# General Sams-Outdoor channel



## Brute_dillon (Apr 5, 2010)

a buddy of mine told me that outdoor television is gona be at general sams on the 18th of december taking some footage of the park so were headin out to mabey become tv stars lol. has any one heard anything about this or planing on being there?


----------



## phreebsd (Dec 16, 2004)

wear the MIMB SHIRTS!!


----------



## joemel (Mar 1, 2010)

Yeah I read that on general sams web site ima try to go


----------



## monsterbrute750 (Apr 13, 2010)

It isn't going to be Fisher's ATV World is it ?


----------



## Polaris425 (Dec 16, 2004)

phreebsd said:


> wear the MIMB SHIRTS!!


:agreed: YES! :bigok:




monsterbrute750 said:


> It isn't going to be Fisher's ATV World is it ?


I HOPE not!! Fisher = :greddy2:


----------



## TxMudGurl (Nov 17, 2010)

No its not Fisher. We thought about going but just arent sure yet.
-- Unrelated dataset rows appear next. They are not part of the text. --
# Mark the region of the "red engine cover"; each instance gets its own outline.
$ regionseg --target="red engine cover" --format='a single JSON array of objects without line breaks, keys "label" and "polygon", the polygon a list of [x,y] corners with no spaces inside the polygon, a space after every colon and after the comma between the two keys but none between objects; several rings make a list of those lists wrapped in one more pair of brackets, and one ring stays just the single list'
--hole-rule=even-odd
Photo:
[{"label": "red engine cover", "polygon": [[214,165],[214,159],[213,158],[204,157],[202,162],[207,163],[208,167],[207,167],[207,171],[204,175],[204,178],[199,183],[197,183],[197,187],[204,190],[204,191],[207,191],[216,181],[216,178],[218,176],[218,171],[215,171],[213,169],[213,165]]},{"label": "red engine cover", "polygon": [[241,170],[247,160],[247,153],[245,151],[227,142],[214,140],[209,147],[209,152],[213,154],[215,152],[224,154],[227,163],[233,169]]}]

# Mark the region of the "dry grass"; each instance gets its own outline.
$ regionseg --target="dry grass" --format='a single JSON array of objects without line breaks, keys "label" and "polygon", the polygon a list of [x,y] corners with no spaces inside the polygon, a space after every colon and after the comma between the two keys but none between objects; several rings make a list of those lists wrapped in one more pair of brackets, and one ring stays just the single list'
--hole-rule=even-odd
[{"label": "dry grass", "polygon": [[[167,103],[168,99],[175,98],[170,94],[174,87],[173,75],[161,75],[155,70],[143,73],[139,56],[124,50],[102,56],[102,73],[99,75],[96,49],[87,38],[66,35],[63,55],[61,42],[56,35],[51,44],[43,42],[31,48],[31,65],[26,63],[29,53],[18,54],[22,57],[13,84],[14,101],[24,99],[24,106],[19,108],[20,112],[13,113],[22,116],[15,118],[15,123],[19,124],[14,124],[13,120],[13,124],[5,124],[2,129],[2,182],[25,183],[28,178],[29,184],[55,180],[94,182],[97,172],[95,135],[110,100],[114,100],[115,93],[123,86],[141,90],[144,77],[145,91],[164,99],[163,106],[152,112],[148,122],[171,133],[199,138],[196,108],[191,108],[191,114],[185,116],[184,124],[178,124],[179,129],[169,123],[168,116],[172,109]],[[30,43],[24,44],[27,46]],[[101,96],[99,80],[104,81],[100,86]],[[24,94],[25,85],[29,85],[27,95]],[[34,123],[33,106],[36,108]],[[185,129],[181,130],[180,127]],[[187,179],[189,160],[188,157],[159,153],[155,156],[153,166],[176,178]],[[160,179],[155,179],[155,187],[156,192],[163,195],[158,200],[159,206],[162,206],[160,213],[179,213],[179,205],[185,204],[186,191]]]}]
If we dont get a little bit more rain I wont be riding until January 14th, 15th & 16th when our group goes back to Mud Creek.


----------



## Brute_dillon (Apr 5, 2010)

o yea i will be rocking my mimb swag!


----------



## greg_bingham (Feb 9, 2010)

We will be there in full effect.

If you see me, come say Hi- I'll be in oilfield coveralls, and a dayglo reflective orange jacket. Looking good.

We have 7 bikes going. 

Greg


----------